Combine those trends with pre-Covid efforts, such as the gradual deployment of electronic health records across the VA and Department of Defense, and another $6.5 billion in the fiscal 2022 budget request to establish the Advanced Research Projects Agency for Health (ARPA-H) within the National Institutes of Health (NIH) to focus on innovative research — and you’ve got multiple paths to a healthy federal spend and investment opportunities for contractors.
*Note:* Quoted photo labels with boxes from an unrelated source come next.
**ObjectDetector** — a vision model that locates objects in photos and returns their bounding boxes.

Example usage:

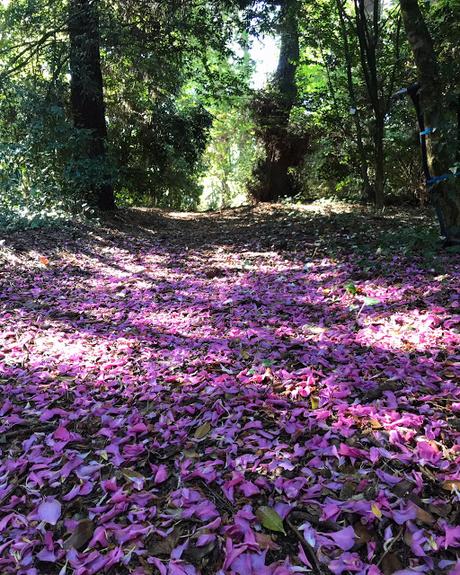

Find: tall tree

[336,0,374,201]
[252,0,303,202]
[400,0,460,242]
[69,0,115,211]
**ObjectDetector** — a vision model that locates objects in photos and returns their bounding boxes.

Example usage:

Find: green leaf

[345,282,358,295]
[256,506,286,535]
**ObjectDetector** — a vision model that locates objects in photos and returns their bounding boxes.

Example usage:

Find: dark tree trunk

[400,0,460,242]
[354,0,385,208]
[69,0,115,211]
[251,0,305,202]
[336,0,375,202]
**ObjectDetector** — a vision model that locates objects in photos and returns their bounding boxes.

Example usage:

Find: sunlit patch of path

[0,208,460,575]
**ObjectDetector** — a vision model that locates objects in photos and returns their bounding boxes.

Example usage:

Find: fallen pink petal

[0,205,460,575]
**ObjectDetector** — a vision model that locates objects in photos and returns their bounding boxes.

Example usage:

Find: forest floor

[0,203,460,575]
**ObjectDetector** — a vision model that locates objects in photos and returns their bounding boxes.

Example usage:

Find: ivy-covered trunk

[400,0,460,242]
[251,0,304,202]
[69,0,115,211]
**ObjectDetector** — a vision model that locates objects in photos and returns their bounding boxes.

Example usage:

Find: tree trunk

[251,0,304,202]
[354,0,385,208]
[69,0,115,210]
[374,115,385,209]
[336,0,375,202]
[400,0,460,242]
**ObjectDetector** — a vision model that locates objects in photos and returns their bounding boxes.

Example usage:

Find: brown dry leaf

[369,418,383,429]
[310,395,319,409]
[382,553,403,575]
[148,529,181,557]
[441,479,460,492]
[183,541,216,565]
[64,519,94,551]
[256,532,281,551]
[194,421,211,439]
[428,503,452,518]
[121,469,145,481]
[412,503,436,525]
[353,521,372,545]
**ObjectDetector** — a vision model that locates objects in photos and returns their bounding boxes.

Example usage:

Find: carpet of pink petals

[0,208,460,575]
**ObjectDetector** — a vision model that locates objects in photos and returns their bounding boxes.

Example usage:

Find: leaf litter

[0,206,460,575]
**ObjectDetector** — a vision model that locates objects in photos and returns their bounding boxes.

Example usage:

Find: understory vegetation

[0,0,460,236]
[0,0,460,575]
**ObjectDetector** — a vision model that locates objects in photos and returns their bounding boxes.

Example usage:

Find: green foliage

[200,100,262,209]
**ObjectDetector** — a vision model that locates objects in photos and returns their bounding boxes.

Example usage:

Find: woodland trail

[0,203,460,575]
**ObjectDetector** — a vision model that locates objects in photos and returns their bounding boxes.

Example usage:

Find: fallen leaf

[64,519,94,551]
[441,479,460,492]
[256,506,286,535]
[194,421,211,439]
[371,503,382,519]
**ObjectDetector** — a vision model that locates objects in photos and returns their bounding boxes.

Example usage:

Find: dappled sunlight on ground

[0,207,460,575]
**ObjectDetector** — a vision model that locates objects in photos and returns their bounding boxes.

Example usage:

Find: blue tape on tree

[420,128,436,136]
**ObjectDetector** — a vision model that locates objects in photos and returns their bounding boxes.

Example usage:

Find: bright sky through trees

[250,36,279,89]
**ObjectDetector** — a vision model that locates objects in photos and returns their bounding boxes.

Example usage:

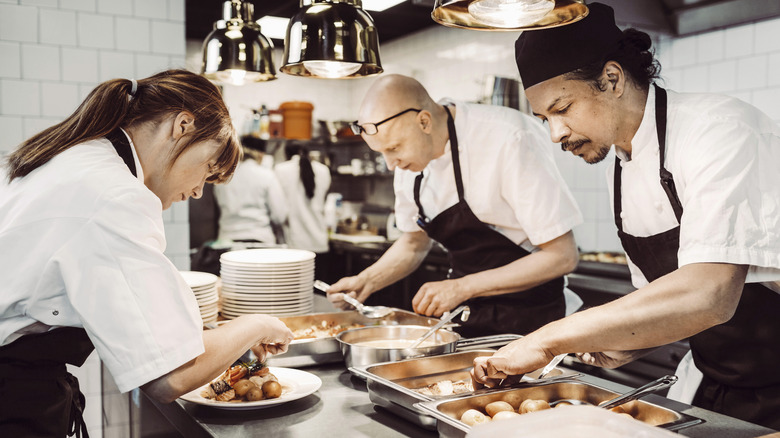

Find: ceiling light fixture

[431,0,588,31]
[201,0,276,85]
[280,0,382,79]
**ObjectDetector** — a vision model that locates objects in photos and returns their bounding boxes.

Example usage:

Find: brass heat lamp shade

[201,0,276,85]
[431,0,588,32]
[280,0,383,78]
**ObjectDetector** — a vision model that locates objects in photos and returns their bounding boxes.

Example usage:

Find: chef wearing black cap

[472,3,780,429]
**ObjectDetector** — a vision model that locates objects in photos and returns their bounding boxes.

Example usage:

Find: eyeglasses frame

[349,108,422,135]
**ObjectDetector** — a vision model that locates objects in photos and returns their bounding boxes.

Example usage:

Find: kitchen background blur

[0,0,780,438]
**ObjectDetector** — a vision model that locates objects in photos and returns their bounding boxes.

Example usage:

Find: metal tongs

Deltek estimates that “a renewed federal focus on health and medical research, disease surveillance and public health security and innovation” will lead to a spike in federal health IT expenses, from $7.8 billion in fiscal 2020 to $9.2 billion in fiscal 2022, growing at a compound annual rate of 8.7%. That’s a hike from Deltek’s former projection, two years prior to the pandemic, that the federal health IT market would peak at $8.5 billion in 2022 before dipping.
“It is a ripe market for consolidation,” said Angie Petty, senior principal analyst for Deltek’s federal market analysis team. “We’ve seen the government try and attract smaller companies into government procurement. So we may see some of those smaller companies, once they get started, possibly snapped up by larger companies in the market.”